Table Topic Integration with AWS Glue

AutoMQ Table Topic supports integration with Iceberg, allowing for streaming data into the lake for analysis and queries, while eliminating the need for ETL configuration and maintenance. This document explains how to configure the integration of Table Topic with Glue in an AWS environment.

Prerequisites

To use the AutoMQ Table Topic feature in an AWS environment, the following conditions must be met:

  • Version Constraints: The AutoMQ instance must be version >= 1.4.1.

  • Instance Constraints: The Table Topic feature must be enabled at the time of creating the AutoMQ instance. It can only be used if enabled during creation, as it cannot be activated later.

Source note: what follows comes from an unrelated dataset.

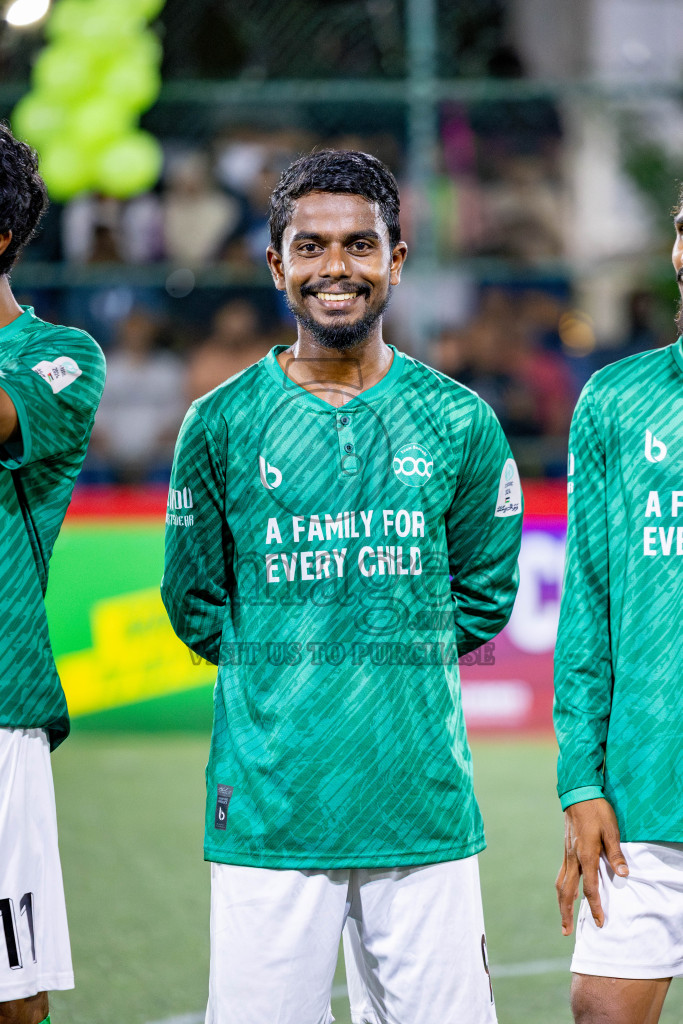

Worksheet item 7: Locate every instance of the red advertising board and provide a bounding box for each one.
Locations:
[63,481,567,733]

  • Resource Requirements: On AWS, Table Topic allows you to use AWS Glue as a Data Catalog or AWS S3 Tablebucket as a Data Catalog.

Operational Steps

Step 1: Create Glue Catalog Integration

Before utilizing Table Topic, navigate to the AutoMQ console to create a Glue Catalog integration for recording Catalog information. Follow the operational instructions below:

  1. Log into the AutoMQ console and click the Integration menu.
  1. Select Create Glue Catalog Integration, and fill in the following information:

    1. Name: Enter a unique integration configuration name.

    2. Deployment Configuration: Choose the deployment configuration associated with the integration, ensuring consistency for future instance creation.

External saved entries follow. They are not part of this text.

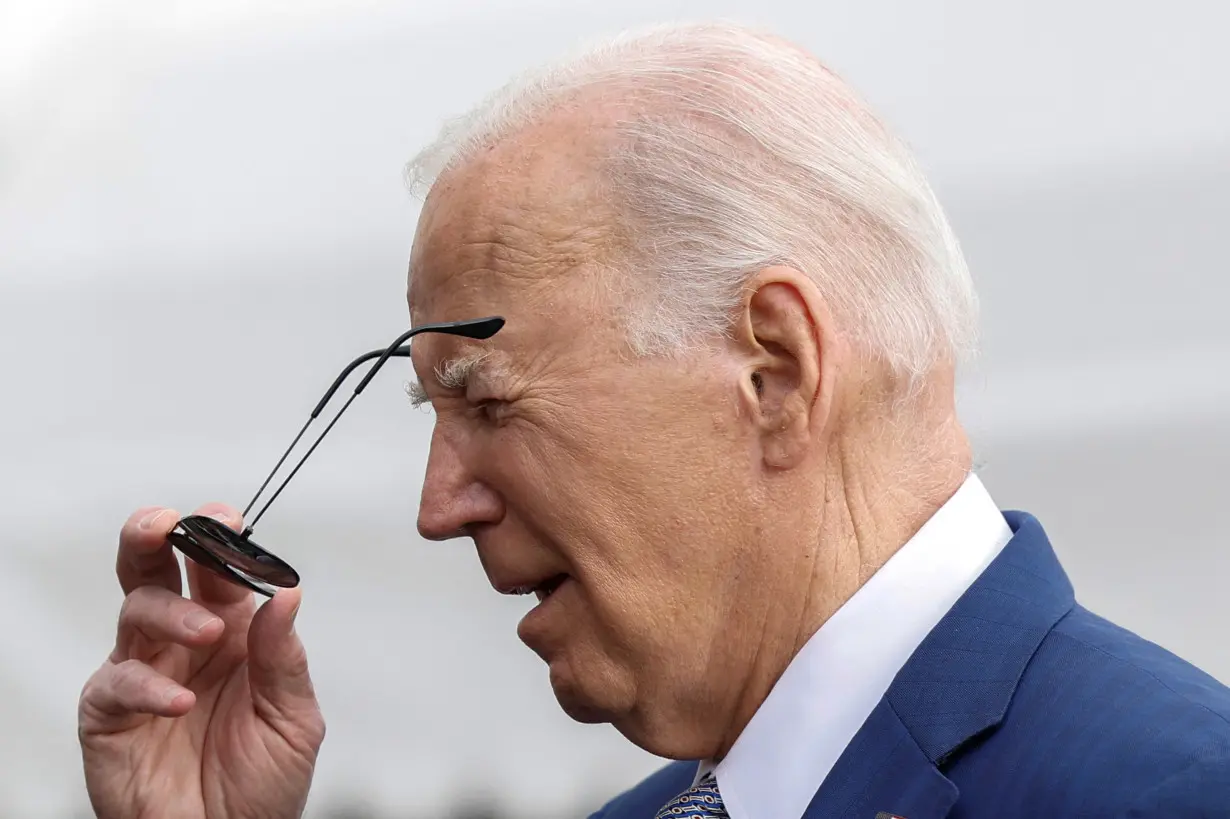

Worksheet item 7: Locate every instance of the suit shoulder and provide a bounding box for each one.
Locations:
[1045,604,1230,728]
[947,605,1230,815]
[588,761,694,819]
[1120,752,1230,817]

    3. Warehouse: Enter the object storage Bucket used by the data lake, which is intended for long-term data storage.

  1. After entering the Warehouse parameters, AutoMQ will generate the IAM Policy needed to access the Bucket and display the IAM Role used by the AutoMQ instance. Please navigate to your cloud provider's IAM console and use this Policy to create the authorization.

  2. After authorization is completed, you can proceed to create the Glue Catalog integration.

Step 2: Create an AutoMQ Instance and Enable the Table Topic Feature.

To use the AutoMQ Table Topic feature, it must be enabled during instance creation to facilitate streaming data into the lake eventually. Therefore, refer to the instructions below for configuration when creating the instance:

Note:

After enabling the Table Topic for an AutoMQ instance, not all Topics will automatically activate the table transformation feature. Configuration is required at the individual Topic level to stream data into the lake as needed.

To utilize Table Topics, you must enable them during the instance creation process. After an instance is created, this setting cannot be modified.

Step 3: Create a Topic and Configure a Materialized View Table

Once the Table Topic feature is enabled in the AutoMQ instance, you can set up a materialized view table as necessary when creating a Topic. Follow these steps:

  1. Navigate to the instance from Step 2, find the Topic list, and click Create Topic.

  2. In the configuration for creating the Topic, enable Table Topic conversion and configure the following parameters:

    1. Namespace: A namespace serves to segregate different Iceberg tables, analogous to a Database in the Data Catalog. It's advisable to assign parameter values based on business ownership.

    2. Schema Constraint Type: This setting determines whether a Topic message complies with Schema constraints. Selecting Schema enables these constraints, requiring message Schemas to be registered in AutoMQ's built-in SchemaRegistry. Messages must then be strictly formatted according to the Schema, and upcoming Table Topics will use this Schema's fields to populate the Iceberg table. Choosing Schemaless signifies that the message content lacks explicit Schema constraints; in this scenario, the message Key and Value are used as a single field to populate the Iceberg table.

  1. Click Confirm to create a Topic that supports streaming tables.

Step 4: Produce Messages and Query Iceberg Table Data in Real-time

After configuring the AutoMQ instance and creating the Table Topic, you can proceed with testing data production and real-time querying of data in Iceberg tables.

  1. Click to enter the Topic details, navigate to the Produce Message tab, input the test message Key and message Value, and send the message.

  2. Go to the AWS Glue Console to view the Iceberg database and table created by AutoMQ.

  1. Click View Data to enable AWS Athena to query the table data in Glue, allowing you to see how AutoMQ transforms Kafka messages into corresponding data records in real-time. Users can also utilize other query engines for analysis and computation.